AI Development

24BモデルのオンデバイスAI環境を構築しました

はじめに

弊社では、外部サーバーにデータを送信するクラウドAIではなく、社内サーバーで稼働するプライベートなAIが必要という判断がありました。
このプライベートなAI(オンデバイスAI)の構築と、半年程の運用で気づいたことを記載します。

なぜオンデバイスAIが必要なのか

一部の業務委託プロジェクトでは、アプリのソースコードを社内のGitlabで管理しています。
これは必要なセキュリティ要件であり、たとえ学習に使われないとしても、クラウドAIにプロジェクトのソースコードを送信することは避けてきたことでした。
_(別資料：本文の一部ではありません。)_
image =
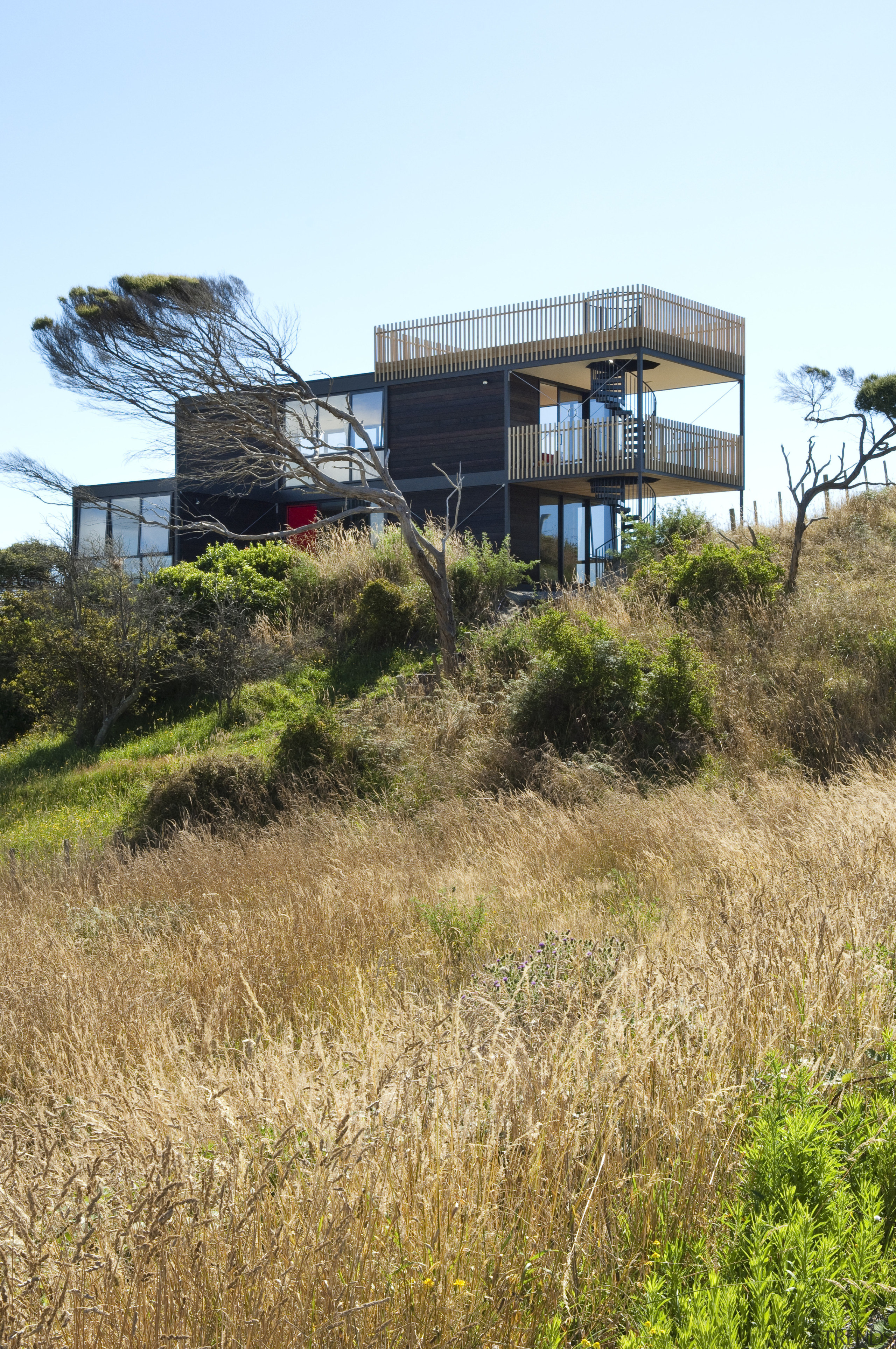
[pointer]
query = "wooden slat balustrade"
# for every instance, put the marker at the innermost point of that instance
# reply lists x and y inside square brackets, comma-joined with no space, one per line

以前から契約しているAIサービスはありましたが、それを利用する場合はプロジェクトの固有名詞を隠して、ソースコードの必要な一部分に限定して切り取るなど、手間をかけていました。
そこでGitlabと同様に社内サーバーで稼働するAIを構築して、手間とリスクを抑えてAI活用できる環境を構築することになりました。

構成

構想当時、Devstralが公開されて話題になっていたこと、筆者の知識量からクラウドと同等の高性能AIは現実的じゃないと判断したことから、24Bモデルが動かせる環境を検討しました。

PC本体

 MacStudio M4Max 16コア 64GBユニファイドメモリ

AIモデル(途中で変更)

 Devstral-Small-2505-MLX-4bit → Devstral-Small-2507-MLX-4bit

サーバーツール

 mlx_lmライブラリのserverコマンド

検証を兼ねた運用のため、エンジニア各個人の環境にAIコーディングソフトを入れたオンプレミス運用ではなく、AIが稼働している社内サーバーにVisualStudioCode + RooCodeを入れ、画面共有で各エンジニアが指定時間に作業しにくるオンデバイス運用にしました。

運用結果

結論としては、実装の精度が期待に満たないため、実務で使い続けられるレベルでは無いと判断しました。

例えば、下記のような不満点がありました。

  • Typescriptの型エラーを何度も修正し続け、最終的にエラーは残っているが動作に支障は無いと結論付ける。
  • テストコード生成プロンプトの中でステップ指示を書いても最後まで実行してくれない。
  • 日本語の返答を指示しても日本語にならない。

量子化ビット数や量子化方式の変更、サーバーツールの変更、プロンプトの工夫など、チューニングに余地はあったかもしれませんが、より高性能なAIモデルを動かせる可能性も出てきたため、このオンデバイスAIの検証はこれで完了とします。